Soft yet dramatic music on the soundtrack. C.U. of WOMAN looking at the camera.
WOMAN: It happened so suddenly. I had gone from being interested in the world, to becoming listless and bored.
INT. LIVING ROOM -- The same WOMAN is on the couch, watching TV with a mixture of depression and dread.
WOMAN (V.O.): Day after day, always at the same time -- I felt like giving up on life.
C.U. of her TV: A grim-looking Hillary Clinton is giving a speech.
WOMAN: (V.O.): All I could think of was, "When will this all end?"
INT. DOCTOR'S OFFICE -- The WOMAN is sitting on the examination table as the DOCTOR wraps up the physical.
WOMAN: (V.O.): I described the symptoms to my doctor, who gave me the diagnosis.
C.U. of DOCTOR of the doctor looking at the camera
DOCTOR: Marsha had all the warning signs of suffering from Clinton Fatigue. Fortunately, I was able to prescribe Hillraxia.
Music becomes more upbeat. CUT TO: DOCTOR at his desk, sitting opposite WOMAN. We see him talking to her while she nods.
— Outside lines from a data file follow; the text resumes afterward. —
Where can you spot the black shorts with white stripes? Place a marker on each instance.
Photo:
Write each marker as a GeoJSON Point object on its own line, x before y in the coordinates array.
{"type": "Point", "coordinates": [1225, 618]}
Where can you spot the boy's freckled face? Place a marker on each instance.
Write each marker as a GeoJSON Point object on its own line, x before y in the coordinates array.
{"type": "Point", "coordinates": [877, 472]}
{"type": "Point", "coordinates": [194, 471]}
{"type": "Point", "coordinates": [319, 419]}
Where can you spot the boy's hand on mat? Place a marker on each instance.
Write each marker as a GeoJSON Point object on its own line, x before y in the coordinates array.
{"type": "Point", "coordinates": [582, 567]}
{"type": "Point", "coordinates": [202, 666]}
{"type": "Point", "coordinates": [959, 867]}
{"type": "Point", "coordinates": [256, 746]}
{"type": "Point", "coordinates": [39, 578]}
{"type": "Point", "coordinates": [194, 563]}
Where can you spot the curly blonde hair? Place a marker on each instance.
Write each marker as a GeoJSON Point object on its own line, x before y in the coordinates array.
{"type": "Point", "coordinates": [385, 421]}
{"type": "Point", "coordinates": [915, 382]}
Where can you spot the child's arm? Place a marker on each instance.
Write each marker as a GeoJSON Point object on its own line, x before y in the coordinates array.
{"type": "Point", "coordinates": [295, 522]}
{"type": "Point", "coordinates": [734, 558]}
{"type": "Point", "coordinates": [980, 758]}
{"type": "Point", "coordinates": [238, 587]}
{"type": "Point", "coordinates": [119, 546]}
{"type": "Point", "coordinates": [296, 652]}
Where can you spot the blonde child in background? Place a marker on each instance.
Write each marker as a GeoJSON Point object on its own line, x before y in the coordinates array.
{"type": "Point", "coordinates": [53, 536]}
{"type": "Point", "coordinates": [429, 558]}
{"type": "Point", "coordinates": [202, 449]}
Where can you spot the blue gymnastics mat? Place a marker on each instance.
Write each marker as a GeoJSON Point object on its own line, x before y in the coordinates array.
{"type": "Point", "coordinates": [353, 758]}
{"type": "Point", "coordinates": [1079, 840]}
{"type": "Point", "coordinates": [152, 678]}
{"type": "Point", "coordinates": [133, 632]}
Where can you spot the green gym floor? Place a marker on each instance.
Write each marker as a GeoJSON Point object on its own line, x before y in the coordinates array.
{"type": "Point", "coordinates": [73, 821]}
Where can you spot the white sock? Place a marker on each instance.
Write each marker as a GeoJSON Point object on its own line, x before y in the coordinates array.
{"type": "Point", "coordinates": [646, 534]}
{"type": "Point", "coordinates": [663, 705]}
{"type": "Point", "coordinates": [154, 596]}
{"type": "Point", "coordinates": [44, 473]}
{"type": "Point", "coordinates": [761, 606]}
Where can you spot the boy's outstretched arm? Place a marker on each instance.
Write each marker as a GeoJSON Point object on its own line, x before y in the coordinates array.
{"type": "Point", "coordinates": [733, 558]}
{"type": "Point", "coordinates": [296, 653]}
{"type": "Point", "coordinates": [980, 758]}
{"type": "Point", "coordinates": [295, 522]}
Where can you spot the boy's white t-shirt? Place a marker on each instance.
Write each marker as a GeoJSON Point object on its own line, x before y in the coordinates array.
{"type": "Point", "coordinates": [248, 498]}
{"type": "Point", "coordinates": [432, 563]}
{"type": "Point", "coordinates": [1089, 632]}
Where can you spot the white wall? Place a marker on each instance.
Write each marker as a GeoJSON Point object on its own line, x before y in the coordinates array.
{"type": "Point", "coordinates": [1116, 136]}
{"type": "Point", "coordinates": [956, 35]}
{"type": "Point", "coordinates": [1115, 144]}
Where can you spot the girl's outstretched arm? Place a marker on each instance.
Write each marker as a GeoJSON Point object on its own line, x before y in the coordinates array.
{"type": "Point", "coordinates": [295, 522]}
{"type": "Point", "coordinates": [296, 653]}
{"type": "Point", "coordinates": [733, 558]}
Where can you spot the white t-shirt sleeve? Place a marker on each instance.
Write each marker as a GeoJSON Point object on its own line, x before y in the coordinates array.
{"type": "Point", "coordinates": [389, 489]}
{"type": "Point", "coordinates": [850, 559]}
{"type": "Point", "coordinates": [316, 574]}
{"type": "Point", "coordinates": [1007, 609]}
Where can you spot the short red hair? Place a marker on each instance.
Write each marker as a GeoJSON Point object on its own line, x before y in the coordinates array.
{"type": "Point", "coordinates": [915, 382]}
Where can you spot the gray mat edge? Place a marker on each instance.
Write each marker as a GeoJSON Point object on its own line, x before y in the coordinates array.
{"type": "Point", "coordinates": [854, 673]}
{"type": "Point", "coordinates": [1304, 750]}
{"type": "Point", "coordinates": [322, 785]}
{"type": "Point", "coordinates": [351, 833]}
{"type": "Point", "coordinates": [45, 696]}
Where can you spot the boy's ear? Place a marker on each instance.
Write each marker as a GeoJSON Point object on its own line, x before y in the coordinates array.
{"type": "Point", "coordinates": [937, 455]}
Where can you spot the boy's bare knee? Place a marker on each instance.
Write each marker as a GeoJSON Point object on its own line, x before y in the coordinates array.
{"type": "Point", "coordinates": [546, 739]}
NARRATOR (V.O.): If you're a political junkie, you may be at increased risk of Clinton Fatigue. Only your doctor can prescribe Hillraxia. Hillraxia is not for everyone. Do not take Hillraxia when using emails, dealing with the press, or enjoying moments of self-respect. Possible side effects include paranoia, megalomania, and cynically putting up with your spouse's sexual shenanigans for the sake of political gain. If you can't afford it, you may qualify for a government subsidy to purchase Hillraxia for up to two terms.
C.U. of TV -- Hillary is now laughing and pointing at someone in her audience.
WOMAN (V.O.): Thanks to Hillraxia, I can enjoy watching the news again.
The same WOMAN is on the couch, watching TV, only now appearing really, really happy at what she sees. She turns to look at the camera.
WOMAN: Talk to your doctor, and see if Hillraxia is right for you.
C.U. of Hillraxia bottle.
NARRATOR (CONT.): If you're ready for Hillraxia, you're ready for just about anything.